Times They Are A-Changin’… and Your Website Terms and Policies Should Too

It is a good time to review your website and its accompanying terms and conditions and privacy policies. From year to year, the legal landscape evolves with changes being driven by technological advancements, shifting business models, regulatory activity, legislative attention, and judicial rulings. As such, website operators must be aware of the changes that impact their existing policies and practices and any resulting liability risks. This alert provides a brief summary of issues and recent legal events that may affect your website and governing policies.

  • A recent California case makes it possible for any business that conducts business online to be sued in California court for failing to provide reasonable accommodations for disabled site users. This means that websites should incorporate accessibility solutions that allow impaired or disabled users to navigate the website or mobile application.
  • New Jersey law prohibits the use of any contractual terms that (i) violate state law or any general responsibility of a seller of goods; (ii) waive any consumer rights; or (iii) include blanket savings clauses (e.g., “void where prohibited”). In addition to auditing your terms of sale, we advise that operators move all terms of sale for goods and services to a separate, standalone policy.
  • The procedure employed to effect agreement to the terms is often subject to judicial scrutiny. Best practices involve the use of a so-called “click-wrap” procedure to ensure that users are bound to the published terms, which may include scroll-through functionality or hyperlinks, checkboxes (not pre-checked), redundant affirmations, and the look, feel, and proximity of material terms and disclaimers.

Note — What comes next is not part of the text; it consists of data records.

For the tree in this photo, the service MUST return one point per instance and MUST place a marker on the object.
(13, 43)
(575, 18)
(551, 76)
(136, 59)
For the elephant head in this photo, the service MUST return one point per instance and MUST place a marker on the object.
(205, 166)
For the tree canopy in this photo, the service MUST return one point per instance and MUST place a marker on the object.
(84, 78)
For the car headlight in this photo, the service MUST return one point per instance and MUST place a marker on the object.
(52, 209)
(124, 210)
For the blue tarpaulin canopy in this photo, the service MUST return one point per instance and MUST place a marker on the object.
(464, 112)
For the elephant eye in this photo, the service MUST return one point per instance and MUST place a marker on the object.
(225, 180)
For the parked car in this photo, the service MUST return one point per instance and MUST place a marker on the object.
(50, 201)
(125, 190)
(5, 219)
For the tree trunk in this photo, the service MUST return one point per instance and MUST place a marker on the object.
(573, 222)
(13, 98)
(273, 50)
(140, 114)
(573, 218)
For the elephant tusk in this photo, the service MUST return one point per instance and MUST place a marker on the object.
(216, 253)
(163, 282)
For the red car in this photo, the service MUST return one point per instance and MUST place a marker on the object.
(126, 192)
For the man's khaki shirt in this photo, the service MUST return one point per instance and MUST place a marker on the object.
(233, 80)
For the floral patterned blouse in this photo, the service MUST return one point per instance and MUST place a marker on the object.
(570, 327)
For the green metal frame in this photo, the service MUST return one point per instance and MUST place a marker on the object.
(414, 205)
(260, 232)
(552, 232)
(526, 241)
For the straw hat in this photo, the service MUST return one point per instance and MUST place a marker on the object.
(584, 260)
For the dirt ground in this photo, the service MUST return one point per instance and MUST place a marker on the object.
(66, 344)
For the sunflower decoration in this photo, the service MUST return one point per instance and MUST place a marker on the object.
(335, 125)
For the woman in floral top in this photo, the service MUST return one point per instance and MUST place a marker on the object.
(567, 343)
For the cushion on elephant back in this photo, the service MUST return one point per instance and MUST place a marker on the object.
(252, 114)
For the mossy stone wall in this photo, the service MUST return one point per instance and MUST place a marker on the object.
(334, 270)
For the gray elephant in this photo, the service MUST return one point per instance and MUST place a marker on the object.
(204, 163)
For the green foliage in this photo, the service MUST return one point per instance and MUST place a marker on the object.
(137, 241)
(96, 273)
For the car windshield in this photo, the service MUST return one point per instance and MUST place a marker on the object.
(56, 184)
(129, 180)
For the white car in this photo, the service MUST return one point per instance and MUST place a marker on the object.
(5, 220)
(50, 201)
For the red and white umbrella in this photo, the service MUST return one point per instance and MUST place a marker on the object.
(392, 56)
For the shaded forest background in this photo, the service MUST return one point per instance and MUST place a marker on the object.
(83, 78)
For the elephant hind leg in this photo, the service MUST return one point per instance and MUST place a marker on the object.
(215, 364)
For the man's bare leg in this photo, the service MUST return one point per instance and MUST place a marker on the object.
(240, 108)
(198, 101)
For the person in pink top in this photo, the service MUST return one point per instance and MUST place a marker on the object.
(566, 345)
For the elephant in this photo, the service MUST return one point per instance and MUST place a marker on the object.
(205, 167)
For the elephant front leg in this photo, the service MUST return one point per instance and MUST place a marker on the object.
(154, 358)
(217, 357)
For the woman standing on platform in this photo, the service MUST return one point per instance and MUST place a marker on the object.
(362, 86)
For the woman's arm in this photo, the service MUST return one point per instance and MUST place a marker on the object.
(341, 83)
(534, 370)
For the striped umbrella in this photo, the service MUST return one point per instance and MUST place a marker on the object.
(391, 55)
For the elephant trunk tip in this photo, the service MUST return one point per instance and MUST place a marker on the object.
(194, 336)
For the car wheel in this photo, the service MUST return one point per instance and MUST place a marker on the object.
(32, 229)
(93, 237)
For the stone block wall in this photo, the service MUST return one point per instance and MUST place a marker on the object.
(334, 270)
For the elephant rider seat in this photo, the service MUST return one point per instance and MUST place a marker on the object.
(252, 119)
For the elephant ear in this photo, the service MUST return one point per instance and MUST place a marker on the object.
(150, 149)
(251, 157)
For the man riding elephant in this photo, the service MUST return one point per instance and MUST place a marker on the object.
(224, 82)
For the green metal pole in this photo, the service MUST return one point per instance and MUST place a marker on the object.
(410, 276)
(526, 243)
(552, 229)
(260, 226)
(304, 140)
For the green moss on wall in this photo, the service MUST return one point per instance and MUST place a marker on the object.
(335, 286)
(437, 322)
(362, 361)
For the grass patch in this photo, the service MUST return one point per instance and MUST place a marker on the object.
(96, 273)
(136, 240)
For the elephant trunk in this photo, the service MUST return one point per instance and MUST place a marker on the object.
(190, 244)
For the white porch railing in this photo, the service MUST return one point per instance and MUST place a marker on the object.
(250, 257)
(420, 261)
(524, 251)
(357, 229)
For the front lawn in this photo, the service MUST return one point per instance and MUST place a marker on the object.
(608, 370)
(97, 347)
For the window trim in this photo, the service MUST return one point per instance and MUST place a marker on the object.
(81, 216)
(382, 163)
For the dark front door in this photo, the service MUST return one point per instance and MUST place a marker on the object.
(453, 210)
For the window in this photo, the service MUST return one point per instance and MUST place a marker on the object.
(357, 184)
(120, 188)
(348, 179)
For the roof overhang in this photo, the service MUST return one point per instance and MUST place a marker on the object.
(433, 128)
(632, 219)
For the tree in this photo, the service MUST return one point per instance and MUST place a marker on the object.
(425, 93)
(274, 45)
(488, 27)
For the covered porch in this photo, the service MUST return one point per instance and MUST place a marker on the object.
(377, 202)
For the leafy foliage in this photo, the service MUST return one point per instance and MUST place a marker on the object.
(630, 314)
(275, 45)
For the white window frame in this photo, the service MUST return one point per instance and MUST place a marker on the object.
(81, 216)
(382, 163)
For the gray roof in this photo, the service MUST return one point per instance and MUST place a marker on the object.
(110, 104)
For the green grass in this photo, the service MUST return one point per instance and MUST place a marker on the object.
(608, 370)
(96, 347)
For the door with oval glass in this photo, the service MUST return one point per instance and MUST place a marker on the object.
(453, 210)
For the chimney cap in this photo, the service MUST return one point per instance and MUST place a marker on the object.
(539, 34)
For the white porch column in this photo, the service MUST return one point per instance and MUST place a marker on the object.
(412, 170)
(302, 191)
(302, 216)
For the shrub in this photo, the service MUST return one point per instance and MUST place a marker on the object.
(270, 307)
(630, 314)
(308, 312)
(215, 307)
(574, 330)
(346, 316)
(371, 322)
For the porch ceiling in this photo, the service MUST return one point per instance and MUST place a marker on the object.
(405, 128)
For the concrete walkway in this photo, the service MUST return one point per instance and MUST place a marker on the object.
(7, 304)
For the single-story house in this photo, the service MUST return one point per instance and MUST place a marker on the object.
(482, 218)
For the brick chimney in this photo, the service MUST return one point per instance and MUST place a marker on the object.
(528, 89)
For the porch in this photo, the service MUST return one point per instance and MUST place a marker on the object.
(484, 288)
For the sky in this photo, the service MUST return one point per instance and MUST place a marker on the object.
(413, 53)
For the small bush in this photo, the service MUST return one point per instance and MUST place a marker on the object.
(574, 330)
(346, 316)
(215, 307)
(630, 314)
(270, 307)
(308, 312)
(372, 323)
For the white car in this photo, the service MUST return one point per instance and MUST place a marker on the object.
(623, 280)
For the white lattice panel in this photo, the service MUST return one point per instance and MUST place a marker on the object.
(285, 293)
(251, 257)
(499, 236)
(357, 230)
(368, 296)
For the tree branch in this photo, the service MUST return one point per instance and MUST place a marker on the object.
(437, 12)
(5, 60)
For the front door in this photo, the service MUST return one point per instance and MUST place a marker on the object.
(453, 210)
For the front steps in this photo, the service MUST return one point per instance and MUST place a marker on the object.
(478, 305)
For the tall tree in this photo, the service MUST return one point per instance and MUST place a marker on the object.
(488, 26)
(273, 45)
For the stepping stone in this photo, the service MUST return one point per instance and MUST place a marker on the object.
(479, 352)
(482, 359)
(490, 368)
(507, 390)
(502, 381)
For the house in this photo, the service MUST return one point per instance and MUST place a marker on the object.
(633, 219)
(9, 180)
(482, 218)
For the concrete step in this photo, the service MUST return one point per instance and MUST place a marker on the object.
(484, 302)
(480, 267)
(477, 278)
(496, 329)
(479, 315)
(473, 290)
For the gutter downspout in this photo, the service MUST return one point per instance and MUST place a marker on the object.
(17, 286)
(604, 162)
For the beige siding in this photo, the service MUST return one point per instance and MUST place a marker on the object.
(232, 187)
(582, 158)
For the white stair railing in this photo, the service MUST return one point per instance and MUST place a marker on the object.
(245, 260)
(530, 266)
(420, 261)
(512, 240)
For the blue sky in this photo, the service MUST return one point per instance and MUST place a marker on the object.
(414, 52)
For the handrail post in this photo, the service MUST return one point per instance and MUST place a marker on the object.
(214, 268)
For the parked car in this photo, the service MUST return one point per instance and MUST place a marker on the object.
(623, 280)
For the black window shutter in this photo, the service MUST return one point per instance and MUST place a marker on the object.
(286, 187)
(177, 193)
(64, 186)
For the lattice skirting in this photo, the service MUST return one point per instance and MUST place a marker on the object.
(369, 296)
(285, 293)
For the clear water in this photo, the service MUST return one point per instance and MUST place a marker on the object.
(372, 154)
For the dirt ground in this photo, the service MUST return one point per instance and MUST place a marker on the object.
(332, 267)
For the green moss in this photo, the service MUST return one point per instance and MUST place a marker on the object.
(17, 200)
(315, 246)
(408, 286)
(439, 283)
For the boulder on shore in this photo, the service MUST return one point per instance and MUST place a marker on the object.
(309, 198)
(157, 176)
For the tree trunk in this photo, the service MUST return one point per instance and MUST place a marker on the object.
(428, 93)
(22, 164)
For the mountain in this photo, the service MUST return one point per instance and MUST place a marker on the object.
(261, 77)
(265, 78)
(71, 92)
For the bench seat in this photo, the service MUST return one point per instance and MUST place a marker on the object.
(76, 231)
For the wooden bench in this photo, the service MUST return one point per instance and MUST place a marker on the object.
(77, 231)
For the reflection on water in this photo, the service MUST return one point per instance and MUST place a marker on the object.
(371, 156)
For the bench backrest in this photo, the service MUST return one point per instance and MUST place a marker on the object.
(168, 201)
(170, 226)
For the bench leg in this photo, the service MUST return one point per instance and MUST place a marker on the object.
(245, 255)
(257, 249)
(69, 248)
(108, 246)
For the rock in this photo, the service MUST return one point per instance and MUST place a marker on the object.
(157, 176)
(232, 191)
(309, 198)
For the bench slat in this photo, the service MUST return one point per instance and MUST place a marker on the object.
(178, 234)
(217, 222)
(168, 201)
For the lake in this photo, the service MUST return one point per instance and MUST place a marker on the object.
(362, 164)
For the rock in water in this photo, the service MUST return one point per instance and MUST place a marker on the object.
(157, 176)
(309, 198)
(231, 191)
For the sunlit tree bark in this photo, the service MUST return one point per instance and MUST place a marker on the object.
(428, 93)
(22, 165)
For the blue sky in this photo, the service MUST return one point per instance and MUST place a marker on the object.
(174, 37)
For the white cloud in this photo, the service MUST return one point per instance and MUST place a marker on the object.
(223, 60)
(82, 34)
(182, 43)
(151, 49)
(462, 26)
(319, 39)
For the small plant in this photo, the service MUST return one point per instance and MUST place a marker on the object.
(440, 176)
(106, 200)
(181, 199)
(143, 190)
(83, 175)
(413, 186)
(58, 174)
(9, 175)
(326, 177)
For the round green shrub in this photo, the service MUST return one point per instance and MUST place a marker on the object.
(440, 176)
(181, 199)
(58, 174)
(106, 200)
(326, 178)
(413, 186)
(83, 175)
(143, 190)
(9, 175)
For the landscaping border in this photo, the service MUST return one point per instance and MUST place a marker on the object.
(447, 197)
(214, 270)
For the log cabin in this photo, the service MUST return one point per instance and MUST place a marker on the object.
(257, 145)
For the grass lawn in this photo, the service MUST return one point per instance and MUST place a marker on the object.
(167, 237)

  • Courts are less likely to enforce certain substantive terms such as choice of law, venue selection, and dispute resolution procedures such as mandatory arbitration. The indispensable requirements of contract formation – sufficient notice, assent, and consideration – will determine whether such terms are enforced.
  • Sites that include interactive features and allow users to upload or post content should consider potential issues such as intellectual property infringement, libel and defamation, and rights of publicity. Any site that allows for the publication of user-generated content should be aware of the Digital Millennium Copyright Act Safe Harbor requirements along with newly proposed changes to Section 230 of the Communications Decency Act.
  • It is always tempting to copy and paste terms from a third-party site. Still, operators should beware that while terms are not generally required by law, publishing false or deceptive terms, or misrepresenting your actual practices, may lead to unnecessary liability. Your terms should be specifically tailored to your practices and site users.
  • Changes to your terms and policies may not be enforced unless the user is provided legally sufficient notice and then consents to the modified terms. To this end, best practices involve the utilization of a notification process (e.g., email, splash) plus an additional click-through procedure.
  • Recent cases suggest that courts are more likely to enforce terms conveyed through plain language, presented using conspicuous text and formatting (e.g., bold, underlined) on uncluttered pages, and through pages optimized for mobile devices.
  • Organizations should review their website and/or mobile application privacy policies and practices. States are adopting new privacy laws which could require revisions to privacy policies.  In March 2021, Virginia adopted a new state privacy law.  In November 2020, California voters approved a ballot initiative, the California Privacy Rights Act (“CPRA”), which significantly revises and expands the California Consumer Privacy Act of 2018.  Organizations have until January 1, 2023, to come into compliance with both the new Virginia law and the CPRA and should consider taking steps to comply, when applicable, sooner rather than later.  A number of other states also are considering new privacy legislation, which could require changes to privacy policies and related practices.
  • Organizations should also review their website and mobile application privacy practices to ensure that they are consistent with the website’s privacy policy.  Failure of a website operator to comply with the promises made in its privacy policy could result in deceptive acts or practices claim by the Federal Trade Commission, state attorney general, or other regulators.
  • Organizations should ensure that the technical aspects of their websites and mobile applications also comply with the promises the organization sets out in its privacy policy. In January 2021, for example, the FTC brought an enforcement action against the operator of a health-related mobile application, alleging that the application developer transmitted sensitive health information to Facebook and other third parties despite privacy promises to the contrary.  According to the FTC, this happened when the developer, who was using software development kits from Facebook and various other third-party partners, transmitted application events that were coded based on health events of its users, such as pregnancy, rather than using more generic event terminology that would not have revealed health information to the third-party partners.
  • Organizations with an international focus should also consider their obligations, if any, under the privacy laws of the foreign jurisdictions where they are doing business through their websites and mobile applications.  An increasing number of international jurisdictions have data protection laws that could apply and need to be addressed in the organization’s privacy policy and related practices.  The European Union’s General Data Protection Regulation and Brazil’s Law for the General Protection of Data are two examples.  Many other countries have adopted data protection laws that may need to be considered as well if the organization is doing business or collecting personal information in those markets as well, such as Canada, Mexico, Australia, Argentina, Japan, New Zealand, Singapore, and South Africa to name a few.